The real devil was evident in the details and more clearly portrayed in the OECD’s own “Country Profile” for Canada. Yes, 15-year-olds in three Canadian provinces (Alberta, British Columbia, and Quebec) achieved some excellent results, but overall Mathematics scores were down, especially in Manitoba and Saskatchewan, and students in over half of our provinces trailed-off into mediocrity in terms of performance. Our real success was not in performance, but rather in reducing the achievement gap adversely affecting disadvantaged students.
Final Words of Wisdom
Looking ahead to 2017, we can find some solace in the April 2016 comments of Dr. Stan Kutcher, one of the world’s leading experts on teen mental health. “We are not facing a mental health crisis in schools,” he pointed out, but we do have to learn to distinguish between “the daily slings and arrows of outrageous fortune” and those “more serious conditions requiring treatment.”

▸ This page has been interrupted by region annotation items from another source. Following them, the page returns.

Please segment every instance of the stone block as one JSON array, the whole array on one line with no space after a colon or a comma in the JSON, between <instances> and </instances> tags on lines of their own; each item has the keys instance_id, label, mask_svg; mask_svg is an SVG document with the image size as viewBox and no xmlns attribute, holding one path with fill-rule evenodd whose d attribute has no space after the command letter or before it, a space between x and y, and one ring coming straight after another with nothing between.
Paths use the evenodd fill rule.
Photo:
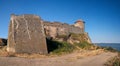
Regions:
<instances>
[{"instance_id":1,"label":"stone block","mask_svg":"<svg viewBox=\"0 0 120 66\"><path fill-rule=\"evenodd\" d=\"M7 51L15 53L48 53L43 23L39 16L11 16Z\"/></svg>"}]
</instances>

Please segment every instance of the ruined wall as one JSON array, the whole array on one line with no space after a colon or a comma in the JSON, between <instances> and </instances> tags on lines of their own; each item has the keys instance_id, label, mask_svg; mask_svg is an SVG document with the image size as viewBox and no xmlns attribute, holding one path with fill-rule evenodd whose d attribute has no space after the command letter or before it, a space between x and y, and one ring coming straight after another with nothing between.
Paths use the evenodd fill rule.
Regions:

Why and how did Canadian elementary schools become so enthralled with “mindfulness” and “self-regulation”? What critical education issues were either obscured or ignored in pursuit of pseudo-scientific cures for today’s classroom challenges? What will be the legacy of turning the younger grades into therapeutic classroom environments? What does all of this portend for Canadian K-12 education in 2017 and beyond?